R: No sabría cómo definirlo. Hay cosas que la Palabra de Dios no nos revela de una forma clara, o simplemente no las revela. Una de ellas es quién es el Espíritu Santo. Lo que sí que sabemos de él es que tiene personalidad y que posee el espíritu y el poder de Dios. Es el que convence al mundo de pecado, de justicia y de juicio (Juan 16: 8) y el que nos guiará a toda la verdad (Juan 16:13). Al Espíritu Santo también se le conoce como las siete lámparas de fuego, o los siete espíritus de Dios. En Apocalipsis 5:6 leemos que el Cordero tenía siete cuernos, y siete ojos, los cuales son los siete espíritus de Dios enviados por toda la tierra.

Fíjese que dice “enviados”. Podría tratarse de ángeles o tal vez de un ángel al que Dios le da su Espíritu y su Poder y lo envía por toda la tierra. Pero repito, no sabría definirlo.

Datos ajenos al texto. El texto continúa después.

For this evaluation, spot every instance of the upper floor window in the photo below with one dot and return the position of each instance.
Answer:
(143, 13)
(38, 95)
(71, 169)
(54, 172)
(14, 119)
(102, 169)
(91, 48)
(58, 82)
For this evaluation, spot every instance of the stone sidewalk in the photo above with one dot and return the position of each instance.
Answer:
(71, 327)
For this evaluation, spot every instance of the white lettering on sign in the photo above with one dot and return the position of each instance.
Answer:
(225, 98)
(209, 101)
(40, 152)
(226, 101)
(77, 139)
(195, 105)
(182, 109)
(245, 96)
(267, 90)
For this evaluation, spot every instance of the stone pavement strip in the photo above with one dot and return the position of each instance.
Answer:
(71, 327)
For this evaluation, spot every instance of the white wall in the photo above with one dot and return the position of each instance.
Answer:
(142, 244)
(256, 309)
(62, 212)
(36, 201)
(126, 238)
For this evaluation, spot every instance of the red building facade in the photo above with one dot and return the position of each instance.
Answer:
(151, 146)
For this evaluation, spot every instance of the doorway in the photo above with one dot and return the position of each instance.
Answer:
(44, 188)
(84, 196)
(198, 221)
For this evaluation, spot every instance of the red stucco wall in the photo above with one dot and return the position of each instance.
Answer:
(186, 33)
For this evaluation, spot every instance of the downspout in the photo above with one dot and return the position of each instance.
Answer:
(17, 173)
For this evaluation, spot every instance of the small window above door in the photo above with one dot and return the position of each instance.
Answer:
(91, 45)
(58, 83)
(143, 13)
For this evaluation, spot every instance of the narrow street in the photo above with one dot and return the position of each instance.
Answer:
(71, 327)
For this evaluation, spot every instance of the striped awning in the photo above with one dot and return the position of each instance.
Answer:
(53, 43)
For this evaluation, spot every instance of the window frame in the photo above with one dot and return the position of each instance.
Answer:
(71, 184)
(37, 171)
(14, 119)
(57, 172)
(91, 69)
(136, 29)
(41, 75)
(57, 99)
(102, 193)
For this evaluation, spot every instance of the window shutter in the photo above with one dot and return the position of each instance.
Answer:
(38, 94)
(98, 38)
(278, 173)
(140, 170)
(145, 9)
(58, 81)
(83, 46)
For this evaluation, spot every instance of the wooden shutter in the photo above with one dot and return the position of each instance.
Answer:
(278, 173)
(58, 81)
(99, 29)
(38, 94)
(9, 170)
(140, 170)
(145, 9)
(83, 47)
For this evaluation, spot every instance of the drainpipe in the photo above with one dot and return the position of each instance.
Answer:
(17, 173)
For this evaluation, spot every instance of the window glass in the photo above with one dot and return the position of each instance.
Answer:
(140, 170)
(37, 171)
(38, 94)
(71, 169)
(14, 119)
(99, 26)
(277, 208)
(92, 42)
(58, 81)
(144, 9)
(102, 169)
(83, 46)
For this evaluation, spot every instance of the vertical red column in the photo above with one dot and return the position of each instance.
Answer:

Observe también que el Espíritu Santo ya no aparece  ni en el capítulo 21 ni en el 22 de Apocalipsis. ¿Será porque en la Tierra Nueva ya no habrá necesidad de convencer a nadie de pecado porque éste ya no existirá y entonces ese Espíritu volverá al Padre?.

Es una opinión.


Interesante reflexión.


Leamos la Biblia y descubramos a nuestro amoroso, único y gran Dios, el Padre, dado a conocer y revelado por medio de nuestro Señor Jesucristo.